Cancer patients and their families are worried about what will happen now that the Yukon's only chemotherapy nurse has left the city for three weeks.
After she leaves, patients will have to travel to Vancouver for treatment.
Whitehorse General Hospital officials are trying to come up with an alternative, but the news is worrying to cancer patients and their families.
Leslie Smith has cancer throughout most of her body. She takes morphine for the pain and relies on family and friends and a local nurse to help her with her medication and day-to-day chores.
"They are the ones that come in here and help me after. They make sure there are meals on the table, that I am eating right, that I am taking my medication. It takes a lot to take care of a person that has cancer," she said.
Smith says chemo is very hard on her body, and she needs a lot of rest and assistance.

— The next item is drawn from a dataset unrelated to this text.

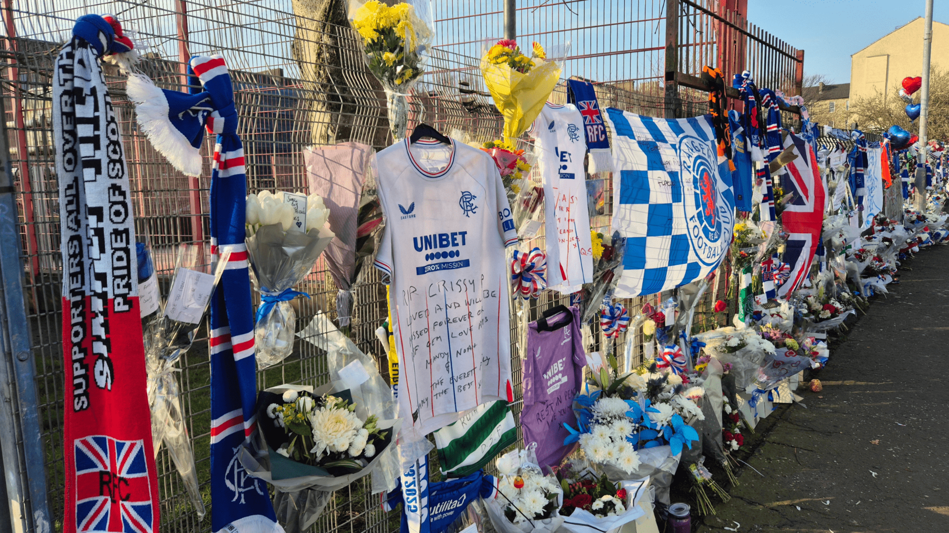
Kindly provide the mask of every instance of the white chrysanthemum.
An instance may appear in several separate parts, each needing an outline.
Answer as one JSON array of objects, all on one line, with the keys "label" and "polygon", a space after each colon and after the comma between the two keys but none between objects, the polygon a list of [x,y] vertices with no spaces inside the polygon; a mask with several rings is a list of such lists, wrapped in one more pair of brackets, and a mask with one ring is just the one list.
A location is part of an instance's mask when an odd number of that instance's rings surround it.
[{"label": "white chrysanthemum", "polygon": [[646,390],[646,380],[639,374],[633,373],[625,379],[625,384],[634,391],[642,393]]},{"label": "white chrysanthemum", "polygon": [[593,435],[593,438],[602,441],[609,440],[609,438],[613,436],[613,432],[610,431],[610,427],[605,424],[597,424],[596,426],[593,426],[590,431],[590,434]]},{"label": "white chrysanthemum", "polygon": [[632,473],[640,468],[640,454],[632,447],[627,447],[616,461],[616,466]]},{"label": "white chrysanthemum", "polygon": [[363,422],[348,409],[323,407],[309,414],[313,428],[313,449],[311,452],[344,451],[349,449]]},{"label": "white chrysanthemum", "polygon": [[356,438],[353,439],[352,443],[349,445],[349,455],[351,457],[357,457],[363,453],[363,450],[365,448],[366,441],[368,441],[368,432],[363,434],[363,432],[365,430],[360,430],[356,433]]},{"label": "white chrysanthemum", "polygon": [[619,418],[613,421],[613,432],[622,438],[626,438],[633,432],[633,423],[629,418]]},{"label": "white chrysanthemum", "polygon": [[544,513],[544,505],[547,505],[547,498],[540,490],[525,490],[521,493],[521,503],[524,505],[525,514],[533,518]]},{"label": "white chrysanthemum", "polygon": [[675,414],[675,410],[673,410],[672,406],[667,403],[654,403],[652,407],[659,413],[650,413],[649,419],[660,426],[665,426],[668,424],[669,419],[672,418],[672,415]]},{"label": "white chrysanthemum", "polygon": [[296,400],[297,411],[300,413],[309,413],[313,410],[313,398],[310,396],[300,396]]},{"label": "white chrysanthemum", "polygon": [[592,459],[594,462],[603,463],[604,461],[606,460],[607,450],[608,448],[605,444],[596,440],[593,441],[589,449],[586,450],[585,451],[586,451],[586,454],[589,455],[590,459]]},{"label": "white chrysanthemum", "polygon": [[497,458],[494,465],[497,466],[498,472],[507,476],[513,474],[517,470],[519,463],[516,453],[505,453]]},{"label": "white chrysanthemum", "polygon": [[629,405],[623,398],[600,398],[593,406],[593,414],[601,416],[624,416]]}]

She worries what will happen if she has to leave the territory for treatment.
"It will be really difficult for me to leave, you know I am 61 years old, it's going to take a lot of energy to go — go out on a plane, go out to Vancouver. You know, Vancouver is a big city, you have to try to find a place where you can settle really good before you can go and see the doctor there," she said.

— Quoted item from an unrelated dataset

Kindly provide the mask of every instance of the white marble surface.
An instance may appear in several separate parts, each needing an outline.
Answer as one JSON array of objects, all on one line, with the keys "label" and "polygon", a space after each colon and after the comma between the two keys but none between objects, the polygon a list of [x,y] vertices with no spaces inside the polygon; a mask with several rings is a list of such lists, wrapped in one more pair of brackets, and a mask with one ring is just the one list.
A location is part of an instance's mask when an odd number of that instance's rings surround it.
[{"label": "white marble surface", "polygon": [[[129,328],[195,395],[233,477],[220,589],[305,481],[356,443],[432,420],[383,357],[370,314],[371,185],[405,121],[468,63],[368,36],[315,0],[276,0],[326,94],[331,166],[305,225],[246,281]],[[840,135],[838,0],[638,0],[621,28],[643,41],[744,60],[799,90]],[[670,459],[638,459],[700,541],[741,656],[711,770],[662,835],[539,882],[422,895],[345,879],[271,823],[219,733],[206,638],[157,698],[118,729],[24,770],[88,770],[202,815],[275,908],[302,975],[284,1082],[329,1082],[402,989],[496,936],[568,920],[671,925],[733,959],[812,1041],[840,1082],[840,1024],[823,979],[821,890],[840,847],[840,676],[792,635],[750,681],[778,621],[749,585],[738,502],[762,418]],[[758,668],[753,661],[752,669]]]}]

Whitehorse General Hospital officials say there is a shortage of chemotherapy nurses across Canada and they are still looking at a number of ways to solve the problem.
"We actually have somebody even… internally here that previously has been trained with chemotherapy treatment, and we are looking at bringing that person back up to full certification and using that option," said Jason Bilsky, the CEO of the Yukon Hospital Corporation.
"There are a number of options on the table, but certainly my goal is to make sure there is a permanent solution that is workable," he said.
Smith hopes the hospital starts to train existing nurses so that patients like her can always stay home with their family and rest in their own beds after chemotherapy treatment.